The University hired one technician to service it. The two consoles were wired together, providing extra processing power. A non- linear plug panel was later added on the top half. Output was mainly on strip-charts, sometimes on oscilloscopes. Still in use by 1986, it was used at the University until the technician retired. MUDPAC was principally used for the solving of engineering problems. Similar computers were used for process control in oil refinery at Altona, by a car manufacturer and by a paper pulp mill.

Each console contains 64 operational amplifiers (op-amps), 80 coefficient potentiometers, 16 electronic multipliers, 8 diode function generators, and 20 diode networks. The problem to be solved was wired by means of patch cords on a 1632-hole removable patchboard.

The donation also included:
* Illuminated MUDPAC sign, which hung over the MUDPAC laboratory in the Engineering Building at Melbourne University; it is the counterpart of the CSIRAC sign which hung over the door of its digital rival in the Physics Building on the other side of the University campus.

Physical Description

Two seaparate consoles (with connection ports) accompanied by operator's manuals, patchboard and patchcords, plug connectors, spare electronic valves, operational amplifier modules, integrator modules and an illuminated sign. For a detailed list of descriptions of items in the MUDPAC Collection, please see the Narrative entitled: 'The Melbourne University Dual Package Analogue Computer:Collection - Inscriptions & Descriptions'.
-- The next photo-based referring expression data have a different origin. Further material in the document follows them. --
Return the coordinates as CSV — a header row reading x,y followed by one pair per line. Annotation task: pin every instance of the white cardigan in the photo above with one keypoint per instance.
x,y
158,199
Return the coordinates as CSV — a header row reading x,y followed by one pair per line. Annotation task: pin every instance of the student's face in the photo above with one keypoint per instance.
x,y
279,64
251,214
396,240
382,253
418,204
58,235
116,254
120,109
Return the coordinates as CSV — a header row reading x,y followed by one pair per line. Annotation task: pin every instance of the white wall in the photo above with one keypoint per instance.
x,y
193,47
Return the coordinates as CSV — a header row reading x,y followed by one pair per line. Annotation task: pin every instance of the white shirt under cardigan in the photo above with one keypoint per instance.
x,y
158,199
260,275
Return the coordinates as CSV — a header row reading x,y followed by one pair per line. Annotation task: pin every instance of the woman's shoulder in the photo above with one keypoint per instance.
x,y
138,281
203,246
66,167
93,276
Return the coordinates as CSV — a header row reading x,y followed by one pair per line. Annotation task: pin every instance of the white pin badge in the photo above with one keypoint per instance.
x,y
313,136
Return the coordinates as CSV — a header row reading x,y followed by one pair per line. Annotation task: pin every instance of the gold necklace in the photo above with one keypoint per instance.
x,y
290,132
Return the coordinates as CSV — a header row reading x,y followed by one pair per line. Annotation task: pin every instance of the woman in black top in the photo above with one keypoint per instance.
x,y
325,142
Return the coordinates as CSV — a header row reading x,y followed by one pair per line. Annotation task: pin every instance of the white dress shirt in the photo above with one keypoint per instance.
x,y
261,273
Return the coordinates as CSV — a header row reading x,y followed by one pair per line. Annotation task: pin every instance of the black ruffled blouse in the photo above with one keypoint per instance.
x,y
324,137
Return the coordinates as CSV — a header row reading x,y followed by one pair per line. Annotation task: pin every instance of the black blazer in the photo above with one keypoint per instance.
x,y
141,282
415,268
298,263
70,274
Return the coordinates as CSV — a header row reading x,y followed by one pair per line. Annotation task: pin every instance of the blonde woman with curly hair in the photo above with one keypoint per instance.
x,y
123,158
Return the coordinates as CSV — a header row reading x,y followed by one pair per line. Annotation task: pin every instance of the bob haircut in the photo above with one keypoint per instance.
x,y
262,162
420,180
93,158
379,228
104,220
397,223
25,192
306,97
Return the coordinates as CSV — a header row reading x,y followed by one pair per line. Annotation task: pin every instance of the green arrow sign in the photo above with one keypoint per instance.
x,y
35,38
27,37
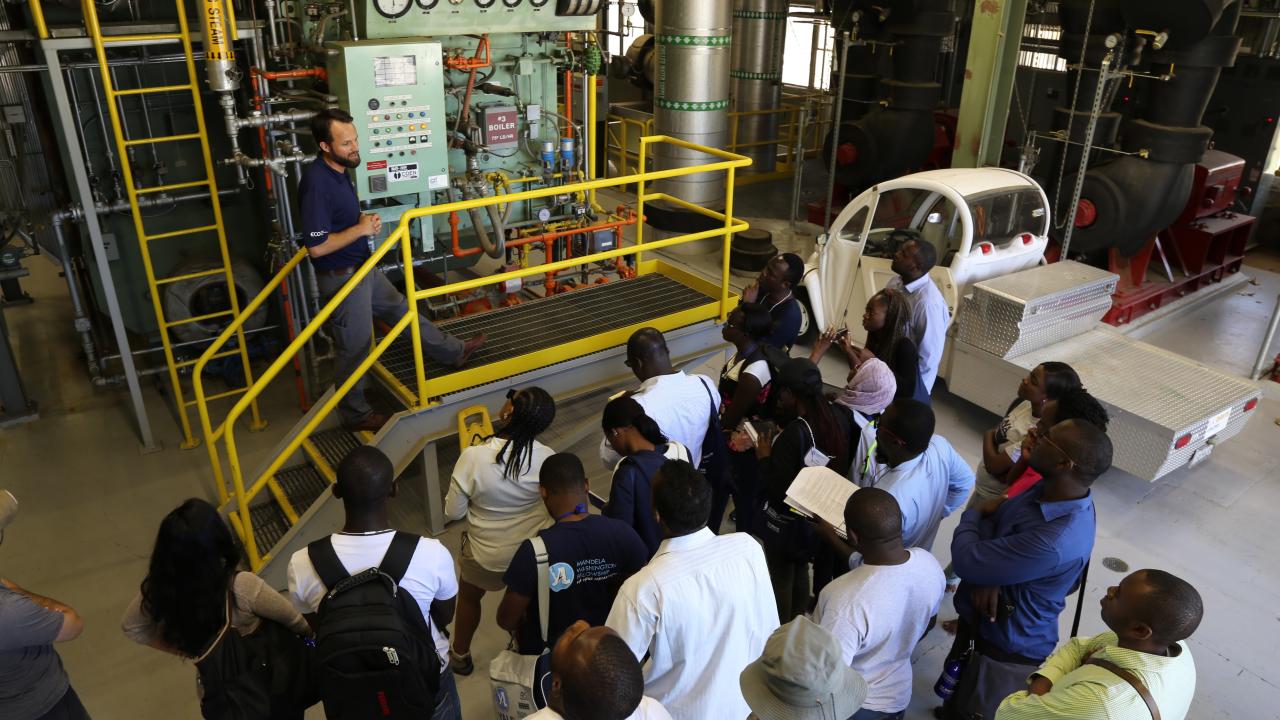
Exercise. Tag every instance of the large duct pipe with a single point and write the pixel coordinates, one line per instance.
(691, 95)
(895, 137)
(1127, 201)
(759, 33)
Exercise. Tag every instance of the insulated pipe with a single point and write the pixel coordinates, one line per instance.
(219, 53)
(691, 92)
(759, 33)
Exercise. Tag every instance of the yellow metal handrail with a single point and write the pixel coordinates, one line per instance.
(245, 493)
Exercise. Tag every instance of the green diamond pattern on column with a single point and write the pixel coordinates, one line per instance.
(759, 16)
(691, 105)
(695, 40)
(745, 74)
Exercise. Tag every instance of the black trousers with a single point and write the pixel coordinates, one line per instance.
(67, 709)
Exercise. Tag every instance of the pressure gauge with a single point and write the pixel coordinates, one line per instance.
(392, 8)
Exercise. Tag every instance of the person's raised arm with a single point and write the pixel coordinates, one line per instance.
(72, 623)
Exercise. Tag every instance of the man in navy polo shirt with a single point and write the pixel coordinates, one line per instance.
(1018, 560)
(337, 237)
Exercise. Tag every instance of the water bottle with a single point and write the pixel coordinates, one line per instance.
(949, 679)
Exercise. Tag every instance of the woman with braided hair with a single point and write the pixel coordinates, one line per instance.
(494, 487)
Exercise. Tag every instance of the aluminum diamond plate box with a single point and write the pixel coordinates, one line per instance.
(1024, 311)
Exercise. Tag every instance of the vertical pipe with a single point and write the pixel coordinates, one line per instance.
(759, 33)
(691, 92)
(835, 142)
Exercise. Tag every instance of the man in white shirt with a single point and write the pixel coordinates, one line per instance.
(1151, 614)
(926, 475)
(929, 311)
(702, 609)
(366, 478)
(881, 609)
(594, 677)
(681, 404)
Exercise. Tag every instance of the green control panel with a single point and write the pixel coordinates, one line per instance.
(394, 92)
(414, 18)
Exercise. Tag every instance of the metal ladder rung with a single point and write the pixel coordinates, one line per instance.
(151, 90)
(190, 363)
(154, 37)
(177, 233)
(191, 276)
(213, 397)
(199, 319)
(173, 186)
(163, 139)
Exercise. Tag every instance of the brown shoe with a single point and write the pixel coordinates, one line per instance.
(371, 423)
(469, 349)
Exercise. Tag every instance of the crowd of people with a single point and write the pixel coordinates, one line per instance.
(658, 605)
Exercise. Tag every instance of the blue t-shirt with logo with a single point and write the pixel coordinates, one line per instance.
(328, 204)
(588, 561)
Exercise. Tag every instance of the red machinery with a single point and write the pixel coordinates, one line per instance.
(1206, 242)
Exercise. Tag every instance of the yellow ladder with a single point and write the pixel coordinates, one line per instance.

In the early days of electronic computing (up to, say, the end of the 1960s), there was rivalry and debate between two camps of computing: digital computing on the one hand, analog (or analogue) computing on the other. There was no certainty as to which type of computer would be the dominant type or even that one type would dominate the other.

Analog computers were easier to program than digital computers and faster in solving certain classes of problems. However, with later advances in the ability to store and manipulate information in digital form, digital computers won the contest against analog computers.